Kyle Clark, Beta’s founder, is attuned to those concerns, which is why he says that Beta has taken a more methodical approach.

“I get it, the industry has a trust issue,” he said. “It’s too much change, too quick, in an industry that has an exceptionally high standard of safety.”

The company plans first to win F.A.A. certification next year for a motor it has developed, followed by approvals of its first and second aircraft in subsequent years. The CX300 will use runways to move cargo, avoiding the need for new infrastructure, Mr. Clark said.

That approach has been endorsed by several customers, according to Beta, including the shipping giant UPS and United Therapeutics, which plans to use the vehicles to transport organs for transplant. Bristow Group, another customer, plans to use the aircraft the way it uses helicopters today, to transport goods and people to offshore energy installations, run search and rescue missions for governments, and for other purposes.

Bristow, which is working with eight companies developing next-generation aircraft, expects the vehicles to create new opportunities because they are quieter than helicopters and are expected to be 60 to 70 percent cheaper to operate, according to David Stepanek, an executive vice president at Bristow.

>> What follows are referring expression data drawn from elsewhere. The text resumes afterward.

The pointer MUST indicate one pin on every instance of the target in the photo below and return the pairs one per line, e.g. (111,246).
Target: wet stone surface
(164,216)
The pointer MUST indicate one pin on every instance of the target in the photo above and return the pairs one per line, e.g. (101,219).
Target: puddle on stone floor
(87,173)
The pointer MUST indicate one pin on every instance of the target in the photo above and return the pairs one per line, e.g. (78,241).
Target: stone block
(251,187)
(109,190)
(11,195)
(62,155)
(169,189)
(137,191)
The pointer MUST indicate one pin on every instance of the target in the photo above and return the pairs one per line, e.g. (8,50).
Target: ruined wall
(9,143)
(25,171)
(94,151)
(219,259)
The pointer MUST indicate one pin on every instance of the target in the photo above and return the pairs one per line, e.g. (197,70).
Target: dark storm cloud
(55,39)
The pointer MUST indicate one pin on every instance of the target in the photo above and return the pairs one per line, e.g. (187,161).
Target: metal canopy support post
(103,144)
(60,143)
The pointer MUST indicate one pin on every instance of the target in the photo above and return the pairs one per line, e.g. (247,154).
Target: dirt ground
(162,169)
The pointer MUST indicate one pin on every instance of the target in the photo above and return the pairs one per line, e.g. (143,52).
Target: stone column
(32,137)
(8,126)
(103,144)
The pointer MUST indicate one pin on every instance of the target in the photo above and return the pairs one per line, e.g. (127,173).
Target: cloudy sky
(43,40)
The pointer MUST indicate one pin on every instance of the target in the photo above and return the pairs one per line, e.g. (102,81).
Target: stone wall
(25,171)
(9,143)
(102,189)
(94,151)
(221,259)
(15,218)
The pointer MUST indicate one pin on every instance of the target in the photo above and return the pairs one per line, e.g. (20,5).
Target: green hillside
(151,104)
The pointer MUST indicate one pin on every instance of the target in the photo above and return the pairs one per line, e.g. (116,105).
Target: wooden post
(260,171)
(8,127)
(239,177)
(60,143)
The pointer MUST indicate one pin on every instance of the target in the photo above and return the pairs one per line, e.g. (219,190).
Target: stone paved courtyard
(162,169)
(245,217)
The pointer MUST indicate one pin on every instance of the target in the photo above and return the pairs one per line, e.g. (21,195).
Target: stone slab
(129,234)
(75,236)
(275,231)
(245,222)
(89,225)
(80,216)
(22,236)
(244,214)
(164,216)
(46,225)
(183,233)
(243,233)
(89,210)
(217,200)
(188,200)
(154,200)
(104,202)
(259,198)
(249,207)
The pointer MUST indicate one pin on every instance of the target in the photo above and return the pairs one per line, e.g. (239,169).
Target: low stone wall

In addition to building aircraft, Beta is establishing a network of chargers that can power its aircraft as well as cars, trucks and other vehicles. More than a dozen have been set up, including one at the Air Force site in Florida, making it the military’s first electric aircraft charging station.

The company also built a prototype landing site for aircraft capable of vertical flight, which sits atop repurposed shipping containers, which house energy storage and a small living space for pilots to rest between trips.

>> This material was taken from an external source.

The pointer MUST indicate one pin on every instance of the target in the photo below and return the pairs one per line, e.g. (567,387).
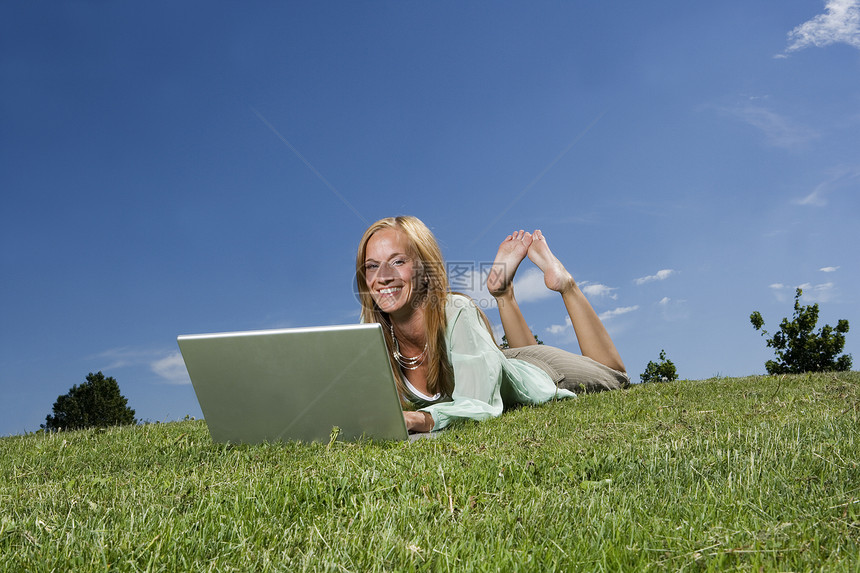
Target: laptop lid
(295,384)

The day that Beta’s aircraft left Burlington in October, Mr. Caputo flew it on two legs, arriving at sunset at Griffiss International Airport in the foothills of the Adirondack Mountains, near where he grew up. He ordered Italian food for the Beta team from a restaurant he used to frequent with his family, and his mother drove out to see the aircraft in person for the first time. The next morning, he flew the plane to Syracuse, N.Y., and handed it over to colleagues who would fly it the rest of the way.

Much of the popular discussion about electric aircraft revolves around the idea that they will effectively be used as flying cars to whiz people around big cities. In the near future, though, they may just as likely be used to ferry goods and passengers outside dense urban areas, in places like upstate New York and Vermont.

“To me, it’s going to have a really meaningful impact on how we move organs and goods and services,” he said, “and reconnect the rural parts of America that I think get often forgotten.”